The main goal of the day was a refresher in electricity safety, especially safety involving downed powerlines. This event—the second annual high school safety program—was a combined effort of Alfalfa Electric Cooperative in Cherokee, Oklahoma, Pioneer Electric, and Southern Pioneer Electric Company in Medicine Lodge, Kansas, which provided the large trailer, complete with a dummy, for the electricity demonstration.
Robyn Turney, Alfalfa Electric communication specialist, said this training is important for teenagers, as many of them work on family farms and have recently begun driving—or will be soon.
In past years, Alfalfa Electric has provided safety training for second- and third-graders, but Turney said she and her colleagues were concerned they were not seeing the students again when they were older to reinforce the safety lessons. So, the program was updated for a teenage audience, and the first high school-geared safety program was offered in 2016.
Turney, who retired from teaching English after 33 years, understands how frequently schools receive requests for students to attend special programs. For this reason, they plan to offer this training every third year to hopefully catch all the students at least once during high school.
Before the live demonstration, which included administering high-voltage shocks to hot dogs, lemons and tree branches, Greg Goetz, Alfalfa Electric CEO, welcomed the students and teachers, and Mike Salsbury, Pioneer Electric safety and compliance specialist, presented potentially life-saving information to the group.

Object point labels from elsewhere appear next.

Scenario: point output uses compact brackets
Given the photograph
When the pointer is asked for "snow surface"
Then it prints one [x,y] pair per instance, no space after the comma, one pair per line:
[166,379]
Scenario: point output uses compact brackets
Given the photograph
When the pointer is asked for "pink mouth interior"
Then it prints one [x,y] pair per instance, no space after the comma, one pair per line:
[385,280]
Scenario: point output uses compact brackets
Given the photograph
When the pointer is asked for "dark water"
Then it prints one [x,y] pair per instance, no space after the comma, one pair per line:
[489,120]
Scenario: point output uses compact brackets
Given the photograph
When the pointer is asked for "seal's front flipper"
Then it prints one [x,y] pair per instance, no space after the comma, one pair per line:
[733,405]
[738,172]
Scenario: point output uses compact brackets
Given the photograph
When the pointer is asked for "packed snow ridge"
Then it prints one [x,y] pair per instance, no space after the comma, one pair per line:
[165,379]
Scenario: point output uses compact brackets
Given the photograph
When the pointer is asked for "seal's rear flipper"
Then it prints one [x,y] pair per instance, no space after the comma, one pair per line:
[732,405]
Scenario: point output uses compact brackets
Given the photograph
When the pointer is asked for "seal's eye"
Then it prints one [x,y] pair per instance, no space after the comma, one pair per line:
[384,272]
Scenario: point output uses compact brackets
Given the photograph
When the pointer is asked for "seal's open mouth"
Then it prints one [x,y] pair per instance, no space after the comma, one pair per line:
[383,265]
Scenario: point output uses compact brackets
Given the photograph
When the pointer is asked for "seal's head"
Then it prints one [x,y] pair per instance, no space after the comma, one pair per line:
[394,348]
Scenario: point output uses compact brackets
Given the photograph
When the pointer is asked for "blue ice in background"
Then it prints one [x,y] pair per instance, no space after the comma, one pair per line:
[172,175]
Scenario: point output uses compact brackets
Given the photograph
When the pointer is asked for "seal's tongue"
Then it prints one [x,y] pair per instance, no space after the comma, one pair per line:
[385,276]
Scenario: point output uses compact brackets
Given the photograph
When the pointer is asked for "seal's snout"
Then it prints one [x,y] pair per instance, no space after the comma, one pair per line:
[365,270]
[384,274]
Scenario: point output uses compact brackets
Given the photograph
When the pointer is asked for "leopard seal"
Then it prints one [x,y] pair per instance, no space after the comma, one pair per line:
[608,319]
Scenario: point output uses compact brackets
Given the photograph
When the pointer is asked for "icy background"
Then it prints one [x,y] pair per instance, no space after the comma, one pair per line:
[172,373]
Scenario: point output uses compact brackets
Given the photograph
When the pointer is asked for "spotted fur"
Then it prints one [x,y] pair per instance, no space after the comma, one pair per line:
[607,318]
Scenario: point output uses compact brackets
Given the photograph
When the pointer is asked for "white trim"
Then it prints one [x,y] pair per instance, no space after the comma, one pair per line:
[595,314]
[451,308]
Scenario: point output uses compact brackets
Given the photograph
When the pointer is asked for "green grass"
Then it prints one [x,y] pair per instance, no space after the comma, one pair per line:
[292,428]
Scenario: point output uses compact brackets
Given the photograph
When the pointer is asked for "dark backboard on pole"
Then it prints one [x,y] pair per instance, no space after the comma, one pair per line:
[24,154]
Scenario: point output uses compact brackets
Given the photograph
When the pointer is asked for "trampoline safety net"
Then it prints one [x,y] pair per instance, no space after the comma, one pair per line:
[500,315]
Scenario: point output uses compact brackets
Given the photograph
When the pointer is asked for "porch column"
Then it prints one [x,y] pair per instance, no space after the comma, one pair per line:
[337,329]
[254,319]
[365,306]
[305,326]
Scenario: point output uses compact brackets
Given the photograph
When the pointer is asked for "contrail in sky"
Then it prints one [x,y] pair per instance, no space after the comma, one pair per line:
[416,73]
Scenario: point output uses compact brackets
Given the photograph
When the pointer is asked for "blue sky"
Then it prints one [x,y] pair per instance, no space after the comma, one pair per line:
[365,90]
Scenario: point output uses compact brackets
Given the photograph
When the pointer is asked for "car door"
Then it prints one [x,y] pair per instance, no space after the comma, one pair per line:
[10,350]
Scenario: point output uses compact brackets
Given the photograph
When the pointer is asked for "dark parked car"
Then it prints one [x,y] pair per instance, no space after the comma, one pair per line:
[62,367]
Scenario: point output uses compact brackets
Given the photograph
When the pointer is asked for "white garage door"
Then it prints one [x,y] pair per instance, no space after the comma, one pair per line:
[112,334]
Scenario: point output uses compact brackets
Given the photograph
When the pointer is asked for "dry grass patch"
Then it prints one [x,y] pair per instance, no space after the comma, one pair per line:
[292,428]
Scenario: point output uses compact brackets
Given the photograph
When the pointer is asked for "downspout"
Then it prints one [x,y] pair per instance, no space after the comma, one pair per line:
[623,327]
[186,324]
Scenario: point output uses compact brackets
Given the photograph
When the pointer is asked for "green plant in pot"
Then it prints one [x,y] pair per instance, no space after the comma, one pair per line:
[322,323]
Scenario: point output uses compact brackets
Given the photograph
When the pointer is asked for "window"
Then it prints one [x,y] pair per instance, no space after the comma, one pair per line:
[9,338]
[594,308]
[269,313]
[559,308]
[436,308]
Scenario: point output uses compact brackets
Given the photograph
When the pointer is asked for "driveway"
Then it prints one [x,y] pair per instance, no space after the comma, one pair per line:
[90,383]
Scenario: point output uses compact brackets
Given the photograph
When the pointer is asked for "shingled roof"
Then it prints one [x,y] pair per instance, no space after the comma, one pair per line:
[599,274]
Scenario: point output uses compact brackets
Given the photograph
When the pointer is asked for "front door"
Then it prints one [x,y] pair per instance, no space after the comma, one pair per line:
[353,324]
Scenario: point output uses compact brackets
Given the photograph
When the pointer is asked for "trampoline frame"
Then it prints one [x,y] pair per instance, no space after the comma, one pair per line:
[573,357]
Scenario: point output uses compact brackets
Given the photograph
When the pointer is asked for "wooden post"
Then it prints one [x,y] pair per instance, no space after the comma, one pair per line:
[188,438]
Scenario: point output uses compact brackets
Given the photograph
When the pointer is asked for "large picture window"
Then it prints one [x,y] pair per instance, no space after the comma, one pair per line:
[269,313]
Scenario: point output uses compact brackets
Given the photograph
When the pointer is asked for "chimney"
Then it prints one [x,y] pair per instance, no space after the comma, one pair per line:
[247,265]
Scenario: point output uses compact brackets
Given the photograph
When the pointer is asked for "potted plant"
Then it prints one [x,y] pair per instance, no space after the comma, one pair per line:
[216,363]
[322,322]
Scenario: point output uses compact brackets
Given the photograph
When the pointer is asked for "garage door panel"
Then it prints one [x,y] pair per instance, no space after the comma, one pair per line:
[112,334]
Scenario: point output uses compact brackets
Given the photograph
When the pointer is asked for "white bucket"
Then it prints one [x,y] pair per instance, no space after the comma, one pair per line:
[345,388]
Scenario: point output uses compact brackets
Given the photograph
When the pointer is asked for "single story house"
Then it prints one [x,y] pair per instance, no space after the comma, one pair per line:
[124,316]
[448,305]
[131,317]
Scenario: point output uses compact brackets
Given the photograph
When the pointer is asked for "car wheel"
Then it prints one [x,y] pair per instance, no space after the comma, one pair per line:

“There is nothing more important to us than safety,” Goetz said in his introduction.
While safety when facing downed powerlines was the core of the presentation, Salsbury also focused on distracted driving, which affects teenagers at a high rate and can lead to car crashes with electrical poles.
“Anything to do with your cell phone can be a distraction,” Salsbury reminded them.
Turney also spoke during the presentation, relating several stories of dangerous, real scenarios involving vehicles, including school buses, and downed powerlines. She reminded the students they may need to teach or remind their parents of the information they learned from this event.
“If we help one person through this training, it’s more than worth it,” Turney said. “We try to find more ways every year to help the community and to educate, and this program does both.”
Turney also said the event for the 500+ students would not have come together without the help of all the Alfalfa Electric employees, the Cherokee Family Career and Community Leaders of America (who cooked and served lunch), and the cooperation of both Pioneer Electric and Southern Pioneer.
Goetz agreed that the older students need this reminder, and that the live demonstration is key to a successful lesson.
“The visual of the demo really has an impact on them—the kids walk away talking about it,” Goetz said.